Nel 2019 il sindaco di Desio Roberto Corti precisò che il 25 Aprile «non è un derby tra questo e quello, e soprattutto non è un giorno di festa a tema libero. Chi lo dice, nega o ignora la storia ma soprattutto offende la memoria di chi ha perso la vita per la libertà, offende le istituzioni, offende il popolo italiano». A chi vuole invece mistificare la celebrazione della Liberazione d’Italia dalle forze nazi-fasciste, vedendoci una contrapposizione tra due sole forze, domando: che colore aveva davvero il “fiore del partigiano”?
Il BIANCO,
come le brigate cattoliche, che insieme a molti membri del clero si erano adunate
in nord Italia contro le violenze dei miliziani della Repubblica di Salò, e che
in Carnia e in Val d’Ossola riuscirono a costruire i primi piccoli modelli di
Italia repubblicana in un paese occupato.
Il VERDE,
come le Fiamme Verdi, un sottogruppo di partigiani cattolici guidato da
personalità che avrebbero avuto un ruolo determinante nella fondazione
repubblicana del Dopoguerra (uno su tutti Enrico Mattei).
L’AZZURRO,
come i monarchici badogliani, cattolici conservatori di destra, piemontesi e
fedelissimi alla Corona sabauda, che vedevano in Umberto II la guida per
ricostruire il Regno d’Italia dopo la Guerra.
Il NERO,
quello dei partigiani d’oltremare, etiopi, somali ed eritrei, accolti nel Battaglione
Mario, gruppo a vocazione internazionalista.
Il ROSA,
quello delle migliaia di partigiane che combatterono insieme agli uomini sulle
montagne e nelle città, rivestendo ruoli più diversificati e spesso correndo più
pericoli dei loro compagni maschi.
Tutti
quelli della variopinta galassia di gruppi e movimenti autonomi che lottarono
in maniera più o meno coordinata contro l’oppressore nazi-fascista, da nord a
sud.
C’erano
alleanze e rivalità, possibilità di accordo e momenti di scontro, sospetti, fraintendimenti
e spesso una gran confusione su come organizzare la nazione che sarebbe sorta
dalle ceneri della guerra e della dittatura: quali confini, quale ordinamento,
quali alleanze poteva avere?

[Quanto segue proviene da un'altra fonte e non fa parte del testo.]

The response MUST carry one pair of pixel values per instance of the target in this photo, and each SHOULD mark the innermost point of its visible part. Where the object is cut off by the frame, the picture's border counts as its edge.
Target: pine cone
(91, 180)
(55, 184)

Le contrapposizioni sono state anche violente, ma,
come ci viene insegnato, la rivoluzione non è un pranzo di gala e non si fa con
coltello e forchetta. Su una cosa sola erano tutti concordi: erano
antifascisti.
L’Antifascismo
perciò appartiene a tutte le forze democratiche. Nell’Antifascismo c’è spazio
per tutti, da destra a sinistra, perché Antifascismo è sinonimo di democrazia. Nel
Fascismo c’è stato spazio solo per chi si dichiarava fascista: gli altri hanno
fatto una brutta fine. Nello spazio democratico antifascista, paradossalmente, fin
quasi da subito c’è stato posto persino per le forze neofasciste, che invece hanno
continuato ad avvelenare il dibattito pubblico, sputando nel piatto dove
mangiavano, invocando una libertà di parola a cui hanno avuto pieno accesso
senza avere in realtà mai fatto nulla per meritarla, mentendo e mistificando la
narrazione storica. Eppure sono ancora là, in nome di una libertà di espressione,
che riesce a garantire parola anche a chi la usa per scopi illiberali. Ecco
perché l’Antifascismo è diventato garanzia per tutti, anche per quelli che in
un contesto differente forse non avrebbero goduto della stessa dignità.
Buona Festa della Liberazione a tutti e tutte.